Ogółem podczas Powstania Sejneńskiego zginęło 37 powstańców, kilkunastu zaginęło, a ok. 70 zostało rannych. Pogrzeby zabitych powstańców w Sejnach i Suwałkach przerodziły się w wielkie manifestacje patriotyczne ludności polskiej Suwalszczyzny. 1 września 1919 r. oddziały powstańcze zostały wcielone do 41 PP z Suwałk.

Powstanie zakończyło się pełnym zwycięstwem Polaków i zadecydowało o przynależności do Polski polskiej części Suwalszczyzny. 8 grudnia 1919 r. „Linia Focha” została ponownie potwierdzona przez Radę Najwyższą Ententy jako północny odcinek linii zakreślającej bezspornie przyznane Polsce tereny na Suwalszczyźnie. To jedyny odcinek wschodniej granicy Polski, który przetrwał bez zmian po dziś dzień.

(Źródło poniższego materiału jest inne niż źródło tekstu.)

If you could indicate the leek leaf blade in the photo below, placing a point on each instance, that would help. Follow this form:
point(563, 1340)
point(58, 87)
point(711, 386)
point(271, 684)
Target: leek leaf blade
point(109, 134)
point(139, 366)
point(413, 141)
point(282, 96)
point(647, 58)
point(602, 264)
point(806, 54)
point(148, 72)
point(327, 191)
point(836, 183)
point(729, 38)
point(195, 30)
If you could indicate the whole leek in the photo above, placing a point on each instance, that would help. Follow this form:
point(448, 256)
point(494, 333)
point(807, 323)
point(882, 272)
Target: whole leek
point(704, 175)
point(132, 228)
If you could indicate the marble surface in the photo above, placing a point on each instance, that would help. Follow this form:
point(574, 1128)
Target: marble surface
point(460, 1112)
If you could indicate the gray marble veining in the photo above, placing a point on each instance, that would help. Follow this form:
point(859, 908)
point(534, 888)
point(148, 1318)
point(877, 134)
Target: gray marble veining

Przykrym faktem związanym z Powstaniem Sejneńskim było to, że doszło wówczas do pierwszych od kilku wieków otwartych i krwawych walk polsko-litewskich. Polacy i Litwini, którzy przez kilka wieków zgodnie ze sobą współżyli w ramach jednego państwa – Rzeczypospolitej Obojga Narodów, wzięli rozbrat ze sobą. Rzeczypospolita podzieliła się na dwa wrogie sobie państwa: Polskę i Litwę oraz na dwa – jakże dzisiaj inne! – narody, które po dziś dzień patrzą na siebie krzywym okiem. Szczególnie Litwini na nas. Pomimo tego, że w 1939 r. Stalin zabrał nam Wilno i dał je Litwie.

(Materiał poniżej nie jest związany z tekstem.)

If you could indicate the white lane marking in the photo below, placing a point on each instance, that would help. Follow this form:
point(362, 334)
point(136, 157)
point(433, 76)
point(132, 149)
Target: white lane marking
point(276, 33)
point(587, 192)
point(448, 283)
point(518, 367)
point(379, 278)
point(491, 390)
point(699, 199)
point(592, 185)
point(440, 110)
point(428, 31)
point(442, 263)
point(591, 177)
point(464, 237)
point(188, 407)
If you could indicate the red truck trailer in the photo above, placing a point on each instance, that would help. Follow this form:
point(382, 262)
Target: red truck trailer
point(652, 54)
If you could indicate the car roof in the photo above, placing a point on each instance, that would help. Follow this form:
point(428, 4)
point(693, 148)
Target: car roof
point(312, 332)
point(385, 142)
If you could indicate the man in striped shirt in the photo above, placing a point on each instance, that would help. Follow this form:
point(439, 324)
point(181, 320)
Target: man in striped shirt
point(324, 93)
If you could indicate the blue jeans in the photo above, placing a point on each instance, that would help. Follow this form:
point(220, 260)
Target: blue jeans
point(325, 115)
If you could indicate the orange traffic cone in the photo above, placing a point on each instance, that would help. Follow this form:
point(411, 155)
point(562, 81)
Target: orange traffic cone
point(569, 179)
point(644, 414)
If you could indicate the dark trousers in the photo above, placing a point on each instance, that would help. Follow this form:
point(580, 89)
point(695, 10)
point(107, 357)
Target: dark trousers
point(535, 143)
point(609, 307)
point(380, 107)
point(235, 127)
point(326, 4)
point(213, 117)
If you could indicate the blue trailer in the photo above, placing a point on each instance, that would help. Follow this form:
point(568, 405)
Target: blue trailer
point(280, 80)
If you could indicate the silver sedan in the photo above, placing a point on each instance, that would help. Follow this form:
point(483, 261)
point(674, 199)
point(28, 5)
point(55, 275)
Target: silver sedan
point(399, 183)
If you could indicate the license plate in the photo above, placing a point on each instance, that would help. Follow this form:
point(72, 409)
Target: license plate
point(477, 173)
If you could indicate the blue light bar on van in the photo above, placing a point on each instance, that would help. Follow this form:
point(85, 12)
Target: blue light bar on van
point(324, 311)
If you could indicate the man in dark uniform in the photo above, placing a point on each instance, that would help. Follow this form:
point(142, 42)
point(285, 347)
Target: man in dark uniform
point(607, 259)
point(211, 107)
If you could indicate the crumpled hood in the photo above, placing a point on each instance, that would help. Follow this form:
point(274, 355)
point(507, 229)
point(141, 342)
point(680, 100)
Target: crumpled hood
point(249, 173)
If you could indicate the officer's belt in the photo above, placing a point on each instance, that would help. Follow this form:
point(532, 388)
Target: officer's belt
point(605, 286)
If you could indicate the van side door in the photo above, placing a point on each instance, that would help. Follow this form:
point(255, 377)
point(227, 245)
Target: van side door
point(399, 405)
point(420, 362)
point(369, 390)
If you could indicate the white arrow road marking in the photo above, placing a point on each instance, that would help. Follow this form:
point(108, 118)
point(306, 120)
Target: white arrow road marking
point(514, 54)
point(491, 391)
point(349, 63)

Chociaż ogół Polaków nic nie wie o Powstaniu Sejneńskim, Polacy na Suwalszczyźnie pamiętają o swoich przodkach, którzy chcieli należeć do Polski i za to pragnienie byli gotowi przelewać swoją krew. Obchodzone są uroczystości z okazji rocznicy Powstania Sejneńskiego i powrotu Suwalszczyzny do macierzy. W Sejnach został wzniesiony pomnik Powstania Sejneńskiego.